Il tecnico del Lecce Eusebio Di Francesco duro dopo il ko contro il Bologna: “Errori decisivi e fragilità mentale, serve una svolta”.
Serata amara per il Lecce, che esce sconfitto dalla sfida contro il Bologna e vede complicarsi il proprio cammino nel finale di stagione. Nel post gara, il tecnico Eusebio Di Francesco ha analizzato con grande lucidità e anche evidente frustrazione la prestazione della sua squadra.
Come riportato da tuttomercatoweb, l’allenatore giallorosso non ha nascosto il proprio disappunto per una gara che, a suo avviso, poteva prendere una piega diversa:
“Eravamo in vantaggio su una palla in tre, eravamo risaliti benissimo, e non ci siamo andati. Non ci possiamo permettere certi errori, oggi sono un po’ incavolato: il Bologna è già forte, non ha bisogno di nostri regali”.
Il tema principale dell’analisi è stato quello degli errori, ritenuti determinanti nell’economia del match:
“Il primo gol gliel’abbiamo regalato noi dopo un avvio in cui abbiamo avuto anche la buona occasione. Però non gli possiamo fare questi regali”.
Una gara che si è decisa proprio negli episodi, come sottolineato dallo stesso tecnico:
“Se vedo la squadra nei primi 30′, noi abbiamo avuto la possibilità di trovare il gol. Invece siamo riusciti, attraverso un gol preso, ad indirizzarlo in maniera negativa”.
Nel secondo tempo il Lecce ha provato a reagire, ma senza riuscire a essere realmente pericoloso:
“Abbiamo provato a reagire negli ultimi 20 minuti senza creare però la palla gol che ci aspettavamo”.

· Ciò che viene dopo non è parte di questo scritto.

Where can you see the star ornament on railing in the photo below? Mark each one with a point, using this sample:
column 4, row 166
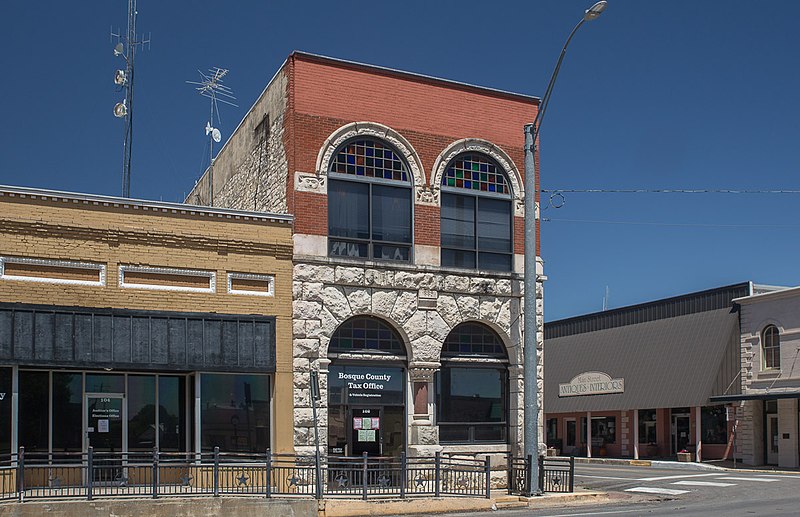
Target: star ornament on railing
column 342, row 480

Di Francesco ha posto grande attenzione sull’aspetto mentale, ritenuto oggi il vero limite della squadra:
“Dobbiamo lavorare meglio sull’aspetto mentale, vedo meno problemi dal punto di vista tattico”.
Un passaggio chiave riguarda proprio la gestione dei momenti difficili:
“Se al primo gol ti perdi, vuol dire che è un aspetto importante dove devo andare a toccare le corde giuste”.
Il tecnico ha poi evidenziato anche la mancanza di concretezza offensiva:
“Bisogna cercare di concretizzare quello che facciamo, è fondamentale”.
Ma ciò che più lo ha fatto arrabbiare sono stati gli errori difensivi:
“Abbiamo preso due gol causati da grande ingenuità. Erano evitabilissimi”.
Non manca il riferimento alla pressione legata agli obiettivi stagionali:
“Noi sentiamo la pressione legata al raggiungimento dell’obiettivo e commettiamo errori madornali”.
Di Francesco ha poi sottolineato l’importanza del supporto del pubblico:
“Credo sia fondamentale avere il pubblico dalla nostra”.
Infine, il messaggio alla squadra è chiaro e diretto:
“Dobbiamo ripartire dall’atteggiamento che abbiamo avuto”.
E la chiusura è un invito alla responsabilità collettiva:
“Dobbiamo mantenere l’unità di intenti, fare mea culpa e ripartire”.
Il Lecce si trova ora in un momento cruciale della stagione, in cui servirà una reazione immediata per evitare di compromettere quanto costruito finora.